Junto a mi desasosiego, una vez más, estaban los abscesos.
Esta vez solo salieron dos o tres. Ninguno explotó. Desaparecieron solos.
Después de la muerte de mi padre el duelo se apoderó de mí. Me despertaba llorando en medio de la noche, soñaba con que corría por los pasillos del hospital con las manos llenas de sangre. Apenas podía levantarme de la cama, trabajaba solo medio tiempo.
La relación con mi papá había mejorado desde el final de mi adolescencia. Aunque al inicio sentía resentimiento por haber sido tan distante, con el pasar de los años eso se desvaneció. Él aprendió a pedirme perdón y a demostrarme con acciones que estaba dispuesto a cambiar. Y yo también aprendí a perdonarlo. Sus últimos años los dedicó a ser un mejor papá, tanto conmigo como con mi hermana mayor. Me llevaba a clases, iba a mis presentaciones en la universidad, asistía a mis recitales de poesía, me llevaba al trabajo, íbamos juntos a hacer mercado, escuchábamos la radio mientras manejaba, compartíamos los silencios. Mientras atravesaba la etapa de mi acoso laboral, fue él quien me apoyó. Todas las mañanas y las noches me llamaba para saber si había llegado bien a la oficina o a la casa, y para conversar sobre cómo había transcurrido nuestro día.
Más que un papá, se convirtió en mi confidente y en la persona más importante de mi vida.
El último absceso apareció dos o tres meses después de la muerte de papá.
Después de curarlo fui a visitar a la mamá de mi mejor amiga, quien es enfermera. Era finales de agosto de 2019. En medio de una conversación, le comenté sobre mi problema con los abscesos y me mandó a inyectarme 2 ampollas de un antibiótico una por semana. “Eso será santo remedio”, afirmó. Quise intentarlo una vez más. Quería dejar tanto dolor atrás.
Al otro día, estaba en su casa, con el medicamento en mano y lista para que me inyectara. El procedimiento fue doloroso. Sentía el espesor del líquido entrando en mi glúteo y mi pierna se quedó dormida. Me fui a mi casa cojeando, pero con las esperanzas en que sería la solución.
Y así fue.
Luego de dos dosis, los abscesos desaparecieron.

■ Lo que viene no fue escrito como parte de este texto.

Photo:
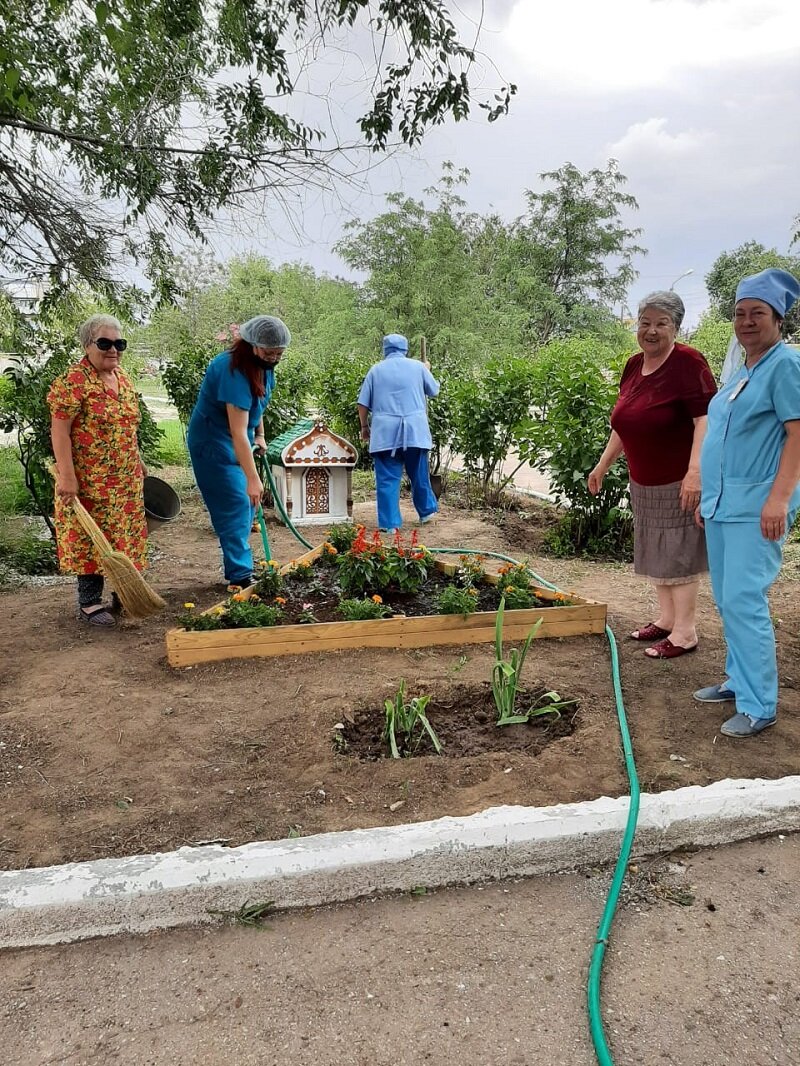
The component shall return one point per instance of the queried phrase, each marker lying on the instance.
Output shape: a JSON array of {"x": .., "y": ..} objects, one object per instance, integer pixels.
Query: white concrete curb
[{"x": 80, "y": 900}]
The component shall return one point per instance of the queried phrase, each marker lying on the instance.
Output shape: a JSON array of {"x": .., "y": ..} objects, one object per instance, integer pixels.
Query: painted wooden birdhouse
[{"x": 313, "y": 470}]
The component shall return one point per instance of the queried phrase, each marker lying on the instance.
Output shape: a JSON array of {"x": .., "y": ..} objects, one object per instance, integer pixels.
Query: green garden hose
[{"x": 602, "y": 1050}]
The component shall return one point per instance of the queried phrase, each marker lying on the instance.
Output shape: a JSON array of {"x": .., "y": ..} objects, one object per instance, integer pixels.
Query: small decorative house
[{"x": 312, "y": 468}]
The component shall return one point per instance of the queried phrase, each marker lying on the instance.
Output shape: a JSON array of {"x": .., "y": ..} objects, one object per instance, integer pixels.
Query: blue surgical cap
[
  {"x": 776, "y": 287},
  {"x": 395, "y": 342},
  {"x": 265, "y": 330}
]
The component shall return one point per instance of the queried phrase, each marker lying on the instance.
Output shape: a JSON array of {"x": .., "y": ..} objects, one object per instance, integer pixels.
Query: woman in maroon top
[{"x": 658, "y": 422}]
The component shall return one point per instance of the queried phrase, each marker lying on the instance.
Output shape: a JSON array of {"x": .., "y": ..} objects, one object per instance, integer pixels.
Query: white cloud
[
  {"x": 652, "y": 140},
  {"x": 628, "y": 44}
]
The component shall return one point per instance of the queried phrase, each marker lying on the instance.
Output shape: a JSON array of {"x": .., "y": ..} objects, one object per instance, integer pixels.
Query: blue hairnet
[
  {"x": 266, "y": 330},
  {"x": 395, "y": 342}
]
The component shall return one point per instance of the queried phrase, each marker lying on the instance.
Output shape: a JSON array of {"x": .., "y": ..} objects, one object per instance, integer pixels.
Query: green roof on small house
[{"x": 275, "y": 447}]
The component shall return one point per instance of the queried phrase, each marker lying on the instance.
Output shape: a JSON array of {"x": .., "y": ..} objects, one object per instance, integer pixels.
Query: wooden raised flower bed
[{"x": 186, "y": 648}]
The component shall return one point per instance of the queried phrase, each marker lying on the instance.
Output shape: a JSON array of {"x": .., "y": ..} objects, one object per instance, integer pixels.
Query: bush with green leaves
[
  {"x": 29, "y": 553},
  {"x": 337, "y": 382},
  {"x": 457, "y": 599},
  {"x": 406, "y": 724},
  {"x": 363, "y": 610},
  {"x": 341, "y": 535},
  {"x": 492, "y": 407},
  {"x": 577, "y": 388}
]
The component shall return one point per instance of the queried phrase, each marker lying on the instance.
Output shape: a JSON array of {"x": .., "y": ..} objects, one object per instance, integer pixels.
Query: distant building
[{"x": 26, "y": 295}]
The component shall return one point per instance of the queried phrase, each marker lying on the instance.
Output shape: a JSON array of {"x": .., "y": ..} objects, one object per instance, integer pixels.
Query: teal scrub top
[
  {"x": 222, "y": 386},
  {"x": 746, "y": 435},
  {"x": 395, "y": 391}
]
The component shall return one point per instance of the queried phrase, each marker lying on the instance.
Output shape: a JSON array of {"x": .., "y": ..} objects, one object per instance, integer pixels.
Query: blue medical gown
[
  {"x": 221, "y": 480},
  {"x": 395, "y": 391}
]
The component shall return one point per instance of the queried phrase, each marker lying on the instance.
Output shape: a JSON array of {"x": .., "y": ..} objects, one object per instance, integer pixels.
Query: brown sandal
[
  {"x": 650, "y": 632},
  {"x": 97, "y": 614}
]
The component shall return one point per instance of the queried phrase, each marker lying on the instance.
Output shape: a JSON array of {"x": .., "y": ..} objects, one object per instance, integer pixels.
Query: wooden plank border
[{"x": 189, "y": 647}]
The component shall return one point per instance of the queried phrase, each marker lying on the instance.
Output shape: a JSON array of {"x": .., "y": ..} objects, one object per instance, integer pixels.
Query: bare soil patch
[{"x": 108, "y": 750}]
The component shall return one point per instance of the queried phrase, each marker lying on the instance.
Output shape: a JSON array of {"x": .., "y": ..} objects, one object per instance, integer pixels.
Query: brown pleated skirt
[{"x": 669, "y": 548}]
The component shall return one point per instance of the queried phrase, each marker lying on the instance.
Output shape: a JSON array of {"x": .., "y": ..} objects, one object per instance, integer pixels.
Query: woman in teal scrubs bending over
[
  {"x": 750, "y": 470},
  {"x": 226, "y": 423}
]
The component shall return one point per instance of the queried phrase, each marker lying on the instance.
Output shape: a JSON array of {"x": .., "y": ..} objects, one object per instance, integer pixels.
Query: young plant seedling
[{"x": 408, "y": 721}]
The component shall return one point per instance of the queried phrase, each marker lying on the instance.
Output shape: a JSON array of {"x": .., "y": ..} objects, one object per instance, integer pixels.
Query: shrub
[
  {"x": 492, "y": 407},
  {"x": 269, "y": 580},
  {"x": 29, "y": 554},
  {"x": 457, "y": 600},
  {"x": 406, "y": 722},
  {"x": 577, "y": 389},
  {"x": 355, "y": 610},
  {"x": 341, "y": 535}
]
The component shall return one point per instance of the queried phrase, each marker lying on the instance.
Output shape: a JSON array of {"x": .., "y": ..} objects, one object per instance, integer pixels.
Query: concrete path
[{"x": 702, "y": 971}]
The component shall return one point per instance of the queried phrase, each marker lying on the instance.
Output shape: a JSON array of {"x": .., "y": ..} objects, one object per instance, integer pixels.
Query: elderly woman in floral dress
[
  {"x": 658, "y": 422},
  {"x": 94, "y": 423}
]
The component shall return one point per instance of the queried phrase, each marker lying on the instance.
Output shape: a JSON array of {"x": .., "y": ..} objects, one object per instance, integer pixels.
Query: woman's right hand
[
  {"x": 66, "y": 486},
  {"x": 255, "y": 490},
  {"x": 594, "y": 482}
]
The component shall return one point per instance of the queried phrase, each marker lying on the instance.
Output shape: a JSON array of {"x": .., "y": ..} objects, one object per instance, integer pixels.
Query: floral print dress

Hasta el día de hoy desconozco el motivo por el cual me salieron tantos. ¿Estrés? ¿Mala alimentación? ¿Una bacteria? ¿Depresión? ¿Una combinación de todas? Mis conocimientos médicos son nulos y no puedo encontrarle sentido a todo esto. Sin embargo, después de conseguir el tratamiento correcto, las cosas mejoraron. Han transcurrido tres años sin brotar ninguno.
Aunque los antibióticos resolvieron mis problemas de salud, tengo la certeza de que varios cambios influyeron en mi mejoría. Dejé atrás las 7 horas sentada frente al escritorio, los viajes extenuantes en la línea 1 del metro, la mala alimentación, la adicción al trabajo, las habitaciones frías en las residencias que me vieron sufrir en silencio. Y, no menos importante, mejoré la relación con mi papá antes de que se fuera para siempre.
Ahora llevo una vida tranquila: duermo suficiente, trabajo sin excederme, me alimento mejor y sigo aprendiendo a ponerme como prioridad. Las manchas y cicatrices que aún tengo de mis abscesos forman parte de la memoria de mi piel. Como la que acompaña a las pecas y los lunares de mi pierna derecha.
Son recuerdos que me llevan al dolor y hacer las paces con mi cuerpo.